‘Hey, John,’ he called from the other side of the fence. ‘Hey, addict!’ Beside him an old man stood waving at no one that I could see.
‘What?’
‘Come here.’
He beckoned. I came panting up to him.
‘What?’
‘Selina. She’s fucking someone else — a lot, all the time.’
‘Oh you liar.” And I think I even took a weary swipe at his face. Alec is always doing things like this.
‘I thought you ought to know,’ he said offendedly. He smiled. ‘Round from the back, one leg up, her on top. Every which way.’
‘Oh yeah? Who? You liar. Why are you — who, who, who?’
But he wouldn’t tell me. He just said that it had been going on for a long time, and that it was someone I knew pretty well.

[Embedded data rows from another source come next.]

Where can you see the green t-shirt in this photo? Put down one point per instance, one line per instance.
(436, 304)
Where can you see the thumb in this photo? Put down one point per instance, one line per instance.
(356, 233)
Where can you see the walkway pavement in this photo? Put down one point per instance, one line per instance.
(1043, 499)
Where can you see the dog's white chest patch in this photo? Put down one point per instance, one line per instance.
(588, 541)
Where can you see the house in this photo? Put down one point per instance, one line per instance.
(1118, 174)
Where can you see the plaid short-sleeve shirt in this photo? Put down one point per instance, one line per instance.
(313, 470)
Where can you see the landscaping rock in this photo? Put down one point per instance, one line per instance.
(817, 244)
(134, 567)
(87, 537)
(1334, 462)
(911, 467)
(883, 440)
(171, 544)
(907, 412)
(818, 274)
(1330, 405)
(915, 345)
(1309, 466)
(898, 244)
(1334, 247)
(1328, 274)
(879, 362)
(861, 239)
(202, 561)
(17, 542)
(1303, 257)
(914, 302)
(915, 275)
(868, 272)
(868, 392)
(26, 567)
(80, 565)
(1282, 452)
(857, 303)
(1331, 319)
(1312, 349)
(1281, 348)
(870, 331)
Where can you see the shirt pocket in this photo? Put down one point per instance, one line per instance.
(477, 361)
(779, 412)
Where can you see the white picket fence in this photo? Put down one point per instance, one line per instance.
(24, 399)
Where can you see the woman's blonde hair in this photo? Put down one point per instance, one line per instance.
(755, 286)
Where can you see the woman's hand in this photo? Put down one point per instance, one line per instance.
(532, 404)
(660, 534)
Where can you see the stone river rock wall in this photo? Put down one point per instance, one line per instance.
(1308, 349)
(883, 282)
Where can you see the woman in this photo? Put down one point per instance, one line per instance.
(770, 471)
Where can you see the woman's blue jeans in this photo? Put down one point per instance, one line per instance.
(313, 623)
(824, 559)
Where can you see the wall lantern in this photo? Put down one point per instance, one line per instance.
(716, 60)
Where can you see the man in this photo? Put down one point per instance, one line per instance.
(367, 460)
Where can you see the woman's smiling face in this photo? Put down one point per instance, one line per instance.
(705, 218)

‘You,’ I said, and turned, and ran …
There. I don’t feel better. I don’t feel better at all. I’m rolling over now, to try and get some sleep. London is waking up. So is Selina. The distant fizz or whistle or hiss in the back of my head is starting again, modulating slowly, searching for its scale.
——————
Oh man sometimes I wake up feel like a cat runover.

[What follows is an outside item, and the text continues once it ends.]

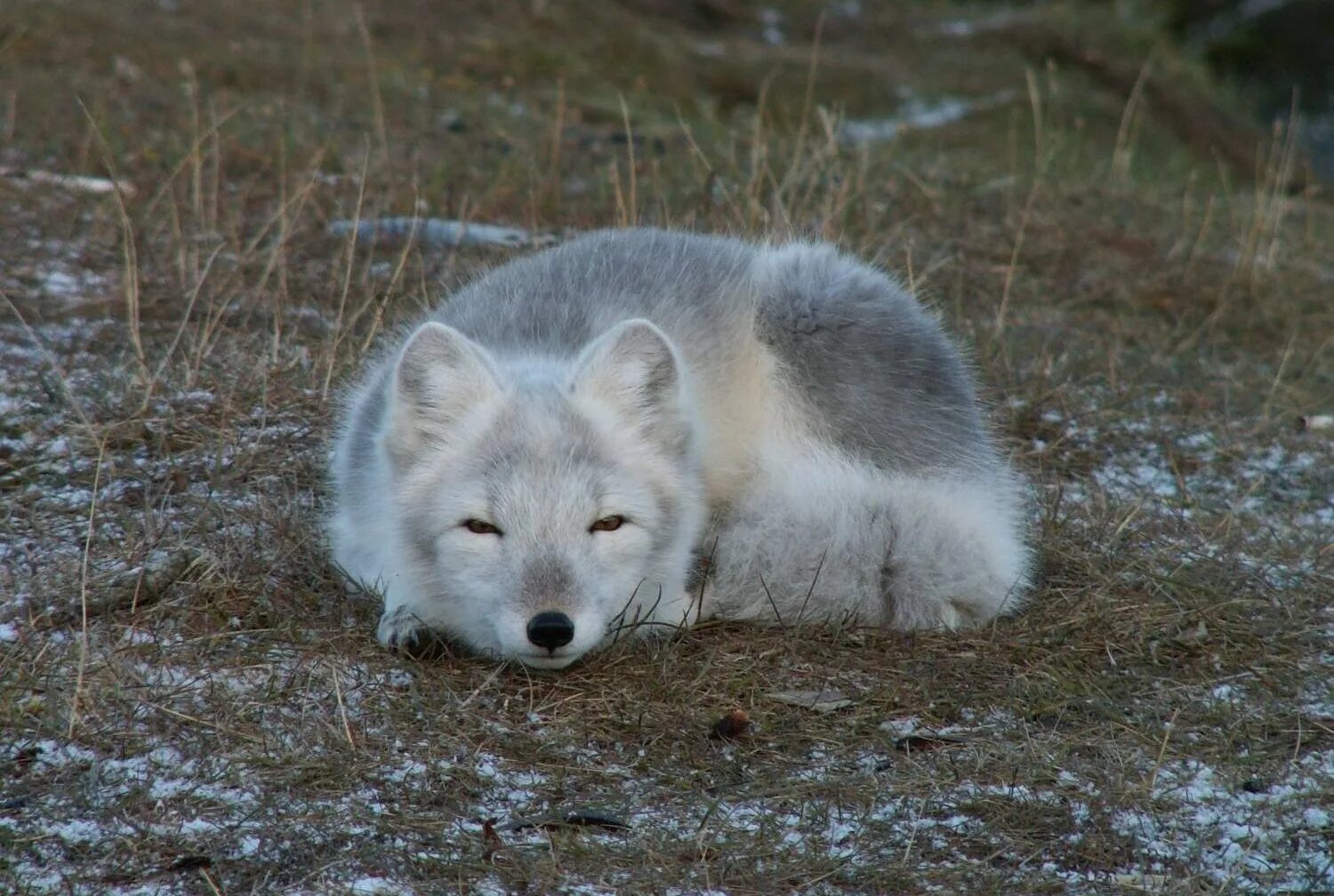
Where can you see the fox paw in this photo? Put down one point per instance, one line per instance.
(403, 632)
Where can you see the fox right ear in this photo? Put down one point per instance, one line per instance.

Are you familiar with the stoical aspects of hard drinking, of heavy drinking? Oh it’s heavy. Oh it’s hard. It isn’t easy. Jesus, I never meant me any harm. All I wanted was a good time.
The disease I host called tinnitus — more reliable and above all cheaper than any alarm call — woke me promptly at nine. Tinnitus woke me on a note of high exasperation, as if it had been trying to wake me for hours. I let my sapless tongue creak up to check out the swelling on my upper west side. About the same, yet tenderer. My throat informed me that I had a snout hangover on, too. The first cigarette would light a trail of gunpowder to the holster, the arsenal inside my chest. I patted my pockets and lit it anyway.
Ten minutes later I came out of that can on all fours, a pale and very penitent crocodile, really sorry about all that stagnant gook and offal I went and quaffed last night. I’d just rolled on my back and was loosening my tie and unbuttoning my shirt when the telephone rang.
‘John? Lorne Guyland.’
‘Lorne!’ I said. Christ, what a croak it was. ‘How are you?’
‘Good,’ he said. ‘I’m good, John. How are you?’
‘I’m fine, fine.’
That’s good, John. John?’
‘Lorne?’
‘There are things that worry me, John.’
‘Tell me about them, Lorne.’
‘I don’t happen to be an old man, John.’
‘I know that, Lorne.’
‘I’m in great shape. Never better.’
‘I’m glad, Lorne.’
‘That’s why I don’t like it that you say I’m an old man, John.’
‘But I don’t say that, Lorne.’
‘Well okay. You imply it, John, and that’s, it’s, that’s about the same thing. In my book. You also imply that I’m not very sexually active and can’t satisfy my women. That’s just not true, John.’
‘I’m sure it’s not true, Lorne.’
‘Then why imply it? John, I think we should meet and talk about these things. I hate to talk on the telephone.’
‘Absolutely. When?’
‘I’m a very busy man, John.’
‘I respect that, Lorne.’
‘You can’t expect me to just drop everything, just to, just to meet with you, John.’
‘Of course not, Lorne.’
‘I lead a full life, John. Full and active. Superactive, John. Six o’clock I’m at the health club. When my programme’s done I hit the mat with my judo instructor. Afternoons I work out with the weights. When I’m at the house, it’s golf, tennis, water-skiing, scuba-diving, racquet-ball and polo. You know, John, sometimes I just get out on that beach and run like a kid. The girls, these chicks I have at the house, when I run in late they scold me, John, like I was a little boy. Then I’m up half the night screwing. Take yesterday …’
It went on like this, I swear to God, for an hour and a half. After a while I fell silent. This had no effect on anything. So in the end I just sat through it, smoking cigarettes and having a really bad time.